I was about to embark on my first ever solo retreat, a short cruise to Mexico, and I hadn’t yet acquired my mandatory beach reading.
I went to the nearest Barnes and Noble and strolled though the aisles looking for a good thriller.
The Girl on the Train was on one of those display tables. I picked it up, read the knack, skimmed the first few pages and decided it would do for a quick read.
And overall, I really liked it.
People make comparisons to gone girl but I didn’t really see that many similarities between the two stories.
Without summarizing the book, I’ll talk briefly about what I liked about it.

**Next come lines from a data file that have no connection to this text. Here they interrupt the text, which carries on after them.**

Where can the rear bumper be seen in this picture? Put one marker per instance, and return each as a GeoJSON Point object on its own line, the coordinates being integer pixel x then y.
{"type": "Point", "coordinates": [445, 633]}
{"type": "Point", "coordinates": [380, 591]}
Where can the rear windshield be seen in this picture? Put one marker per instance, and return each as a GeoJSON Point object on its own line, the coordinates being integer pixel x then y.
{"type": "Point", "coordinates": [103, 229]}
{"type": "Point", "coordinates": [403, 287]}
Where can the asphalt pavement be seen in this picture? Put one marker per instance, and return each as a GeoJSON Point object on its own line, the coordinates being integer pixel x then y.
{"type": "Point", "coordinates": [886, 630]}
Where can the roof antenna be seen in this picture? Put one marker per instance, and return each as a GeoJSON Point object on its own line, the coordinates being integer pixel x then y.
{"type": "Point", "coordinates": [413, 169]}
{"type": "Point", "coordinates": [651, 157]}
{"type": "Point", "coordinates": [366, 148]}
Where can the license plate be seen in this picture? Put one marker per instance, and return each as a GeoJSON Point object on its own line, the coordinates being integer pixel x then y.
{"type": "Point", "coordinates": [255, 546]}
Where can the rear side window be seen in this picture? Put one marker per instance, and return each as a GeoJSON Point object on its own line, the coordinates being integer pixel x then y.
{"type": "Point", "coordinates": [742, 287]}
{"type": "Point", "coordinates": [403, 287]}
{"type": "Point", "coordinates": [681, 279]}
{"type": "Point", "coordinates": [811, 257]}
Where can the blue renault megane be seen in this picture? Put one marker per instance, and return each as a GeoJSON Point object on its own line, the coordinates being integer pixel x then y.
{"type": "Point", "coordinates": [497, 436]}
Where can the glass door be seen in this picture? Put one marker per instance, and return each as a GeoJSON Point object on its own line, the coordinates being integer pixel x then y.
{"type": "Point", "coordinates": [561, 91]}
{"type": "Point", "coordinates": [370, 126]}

First I noticed the POV. You don’t read many (or at least I haven’t read many) thrillers written in the first person POV. The second POV choice I found interesting was that, while there were several narrators, they were all women. Score.
Speaking of narrators, this book definitely had the whole unreliable narrator thing going on. But not because of out and out lies as with Gone Girl. This was because there were so many gaping holes in the primary narrators memory, details upon details that she just couldn’t recollect. That was an interesting choice. It meant that many of the novel’s event were a mystery to her as well as to us.
Another really interesting choice was the choice to not have real chapters. The book is instead divided into scenes by chronology and the time is not always linear. This definitely gives the feel of moving quickly through the story and sets a delightful pace.
The main narrator herself wasn’t the most likable at least not to me. But that’s fine. I don’t have to like the protagonist as long as he or she is interesting and I can find a reason to root for them anyway. Because as much as I didn’t care for her, I couldn’t stand the villain, Tom, her ex husband.
I’m always fascinated by themes of infidelity and lying so I was enthralled in that respect. Of course gone girl dealt with the same themes.
The book overall was an almost voyeuristic experience. I felt like a nosy neighbor and I enjoyed that. We all have some kind of voyeuristic tendencies in the era of reality TV. It was like reading a celebrity smut magazine in novel form.